I'd like to have a Prolog predicate that can replace the nth item in the list with the first.

Example:

% replace( List, Counter,-New List, %-First Item).
?- replace([1,2,3,4,5],3,L,Z).

L = [1, 2, 1, 4, 5]
Z = 1

I don't know how to do this.
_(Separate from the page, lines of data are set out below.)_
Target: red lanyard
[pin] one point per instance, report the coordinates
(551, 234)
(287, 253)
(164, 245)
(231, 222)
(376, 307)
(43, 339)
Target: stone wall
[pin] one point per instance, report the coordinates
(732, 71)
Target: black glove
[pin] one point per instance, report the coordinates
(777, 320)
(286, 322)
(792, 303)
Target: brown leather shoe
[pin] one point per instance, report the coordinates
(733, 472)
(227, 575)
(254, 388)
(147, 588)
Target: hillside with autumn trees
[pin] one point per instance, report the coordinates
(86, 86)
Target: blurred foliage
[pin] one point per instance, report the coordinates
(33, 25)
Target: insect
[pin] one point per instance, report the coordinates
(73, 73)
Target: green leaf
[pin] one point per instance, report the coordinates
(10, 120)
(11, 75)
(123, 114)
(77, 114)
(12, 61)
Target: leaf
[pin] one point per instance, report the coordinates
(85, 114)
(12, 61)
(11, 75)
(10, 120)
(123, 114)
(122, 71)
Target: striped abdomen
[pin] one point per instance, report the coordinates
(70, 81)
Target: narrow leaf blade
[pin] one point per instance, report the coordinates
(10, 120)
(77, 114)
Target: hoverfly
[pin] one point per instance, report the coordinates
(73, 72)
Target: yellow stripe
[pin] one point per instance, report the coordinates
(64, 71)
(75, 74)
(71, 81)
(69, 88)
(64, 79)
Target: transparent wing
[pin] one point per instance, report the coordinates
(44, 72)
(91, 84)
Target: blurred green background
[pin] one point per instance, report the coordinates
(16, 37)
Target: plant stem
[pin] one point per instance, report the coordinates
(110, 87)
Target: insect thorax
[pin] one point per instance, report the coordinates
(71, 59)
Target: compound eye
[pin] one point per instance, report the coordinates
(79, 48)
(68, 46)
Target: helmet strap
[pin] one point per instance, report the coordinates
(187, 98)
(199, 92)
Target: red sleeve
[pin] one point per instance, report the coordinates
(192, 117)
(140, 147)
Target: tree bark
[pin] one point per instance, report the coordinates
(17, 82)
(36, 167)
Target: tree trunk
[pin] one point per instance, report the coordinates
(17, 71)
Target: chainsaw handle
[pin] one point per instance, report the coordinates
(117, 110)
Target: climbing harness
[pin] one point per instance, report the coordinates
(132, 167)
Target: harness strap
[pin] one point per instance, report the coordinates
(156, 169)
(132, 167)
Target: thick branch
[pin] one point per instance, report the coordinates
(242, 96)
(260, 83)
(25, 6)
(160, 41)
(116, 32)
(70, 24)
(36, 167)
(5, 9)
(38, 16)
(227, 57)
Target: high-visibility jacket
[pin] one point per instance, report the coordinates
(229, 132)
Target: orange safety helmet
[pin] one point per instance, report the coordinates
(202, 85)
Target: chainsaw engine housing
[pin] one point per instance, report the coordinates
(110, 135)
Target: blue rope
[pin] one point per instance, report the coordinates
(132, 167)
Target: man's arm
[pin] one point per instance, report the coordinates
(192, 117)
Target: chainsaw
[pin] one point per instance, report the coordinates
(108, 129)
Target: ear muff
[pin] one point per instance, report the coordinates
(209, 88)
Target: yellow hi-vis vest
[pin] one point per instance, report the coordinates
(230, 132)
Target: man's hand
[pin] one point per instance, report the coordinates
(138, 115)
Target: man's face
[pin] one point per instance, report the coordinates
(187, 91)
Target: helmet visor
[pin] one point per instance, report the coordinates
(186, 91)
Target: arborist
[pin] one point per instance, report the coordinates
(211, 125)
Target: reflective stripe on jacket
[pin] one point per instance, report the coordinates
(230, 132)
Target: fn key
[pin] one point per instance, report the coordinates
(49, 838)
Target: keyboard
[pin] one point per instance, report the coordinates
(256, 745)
Thanks for your help!

CodePudding user response：

Try using the predicate nth1(Index, List, Item, Rest):

?- nth1(3, [1,2,3,4,5], Item, Rest).
Item = 3,
Rest = [1, 2, 4, 5].

?- nth1(3, List, 1, [1,2,4,5]).
List = [1, 2, 1, 4, 5].

Putting it all together:

replace(List, Index, NewList, First) :-
    List = [First|_],
    nth1(Index, List, _Removed, Rest),
    nth1(Index, NewList, First, Rest).

Examples:

?- replace([1,2,3,4,5], 3, L, Z).
L = [1, 2, 1, 4, 5],
Z = 1.

?- replace([one,two,three,four,five], 4, NewList, First).
NewList = [one, two, three, one, five],
First = one.

CodePudding user response：

Another method, attempting to be faster than slago's (by iterating though the list once) but not really succeeding:

replace_nth_with_first(Nth1, Lst, LstReplaced, First) :-
    Lst = [First|_Tail],
    replace_nth_with_first_(Nth1, Lst, LstReplaced, First).
    
replace_nth_with_first_(1, Lst, LstReplaced, First) :-
    !,
    Lst = [_Head|Tail],
    LstReplaced = [First|Tail].
replace_nth_with_first_(Nth1, [H|Lst], [H|LstReplaced], First) :-
    succ(Nth, Nth1),
    replace_nth_with_first_(Nth, Lst, LstReplaced, First).

Result in swi-prolog:

?- replace_nth_with_first(3, [a, b, c, d, e], R, F).
R = [a,b,a,d,e],
F = a.

Performance comparison:

?- numlist(1, 2000000, L), time(replace_nth_with_first(1000000, L, R, First)).
% 2,000,000 inferences, 0.171 CPU in 0.169 seconds (101% CPU, 11688351 Lips)

% slago's
?- numlist(1, 2000000, L), time(replace_f(L, 1000000, R, First)).
% 2,000,011 inferences, 0.174 CPU in 0.174 seconds (100% CPU, 11484078 Lips)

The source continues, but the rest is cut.